Question

Jacqueline works at an aquarium where she keeps a record of the number of fish. The population of fish increases at a rate of 8.3% per year. The following expression represents the number of fish in the aquarium after t years.
21(1.083)^t

The expression that reveals the approximate monthly growth rate of the population of fish can be modeled by the expression a^bt .
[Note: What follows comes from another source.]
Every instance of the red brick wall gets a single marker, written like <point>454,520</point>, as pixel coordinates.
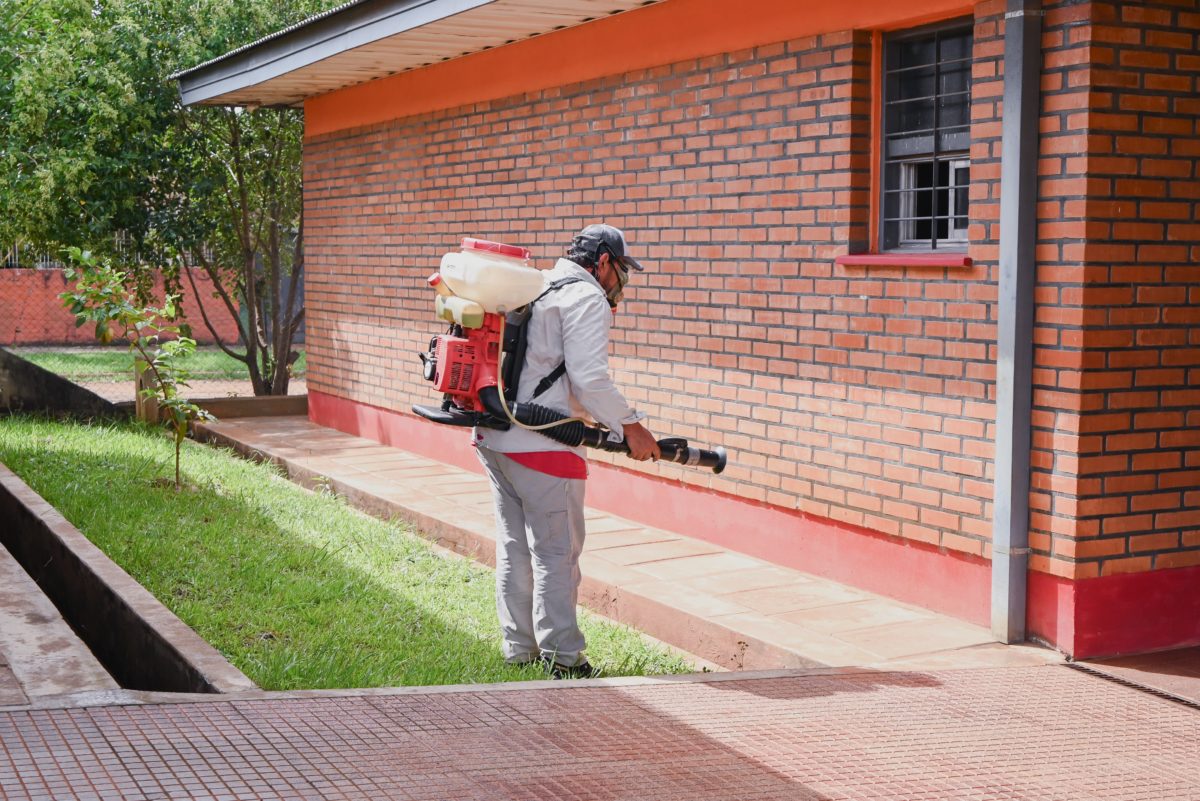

Rounding to the nearest thousandth, determine the values of a and b that reveal the approximate monthly growth rate of the population of fish.

a = 1.083 and b = 12

a = 12 and b = 1.083

a = 12 and b = 1.006

a = 1.006 and b = 12

Answer 1

a=12 and b=1.006 im 90% sure

Answer 2

but idk so cold be rong

Answer 3

How many months are there in a year?

Answer 4

thats incorrect sera

Answer 5

@AZ 12

Answer 6

12

Answer 7

60 in 12 months

Answer 8

or something like that

Answer 9

az you good

Answer 10

The original expression they gave us has 't' but that's in YEARS

we now want something to be in months

that means we have to divide the RATE by 12

and we multiply t by 12

this website can probably explain it better
https://mathbitsnotebook.com/Algebra2/Exponential/EXTimeRelated.html

Answer 11

So if we have an expression like

\( \Large a(1 + b)^t\)

and that's for every year

to make it into a month, it would have to become

\( \Large a\left(1 + \dfrac{b}{12}\right)^{12t}\)

Answer 12

now the 't' in the bottom one is for months

so you can calculate it when t is 2 months or 3 but plugging in t = 2 or 3

but in the first expression, if you plug in t = 2 that means 2 YEARS

Answer 13

thank u i got it now

Answer 14

What did you get as your final answer?

Remember that

1.083 = 1 + 0.083

so you have to divide the 0.083 part by 12

Answer 15

a = 1.006 and b = 12

Answer 16

Bingo!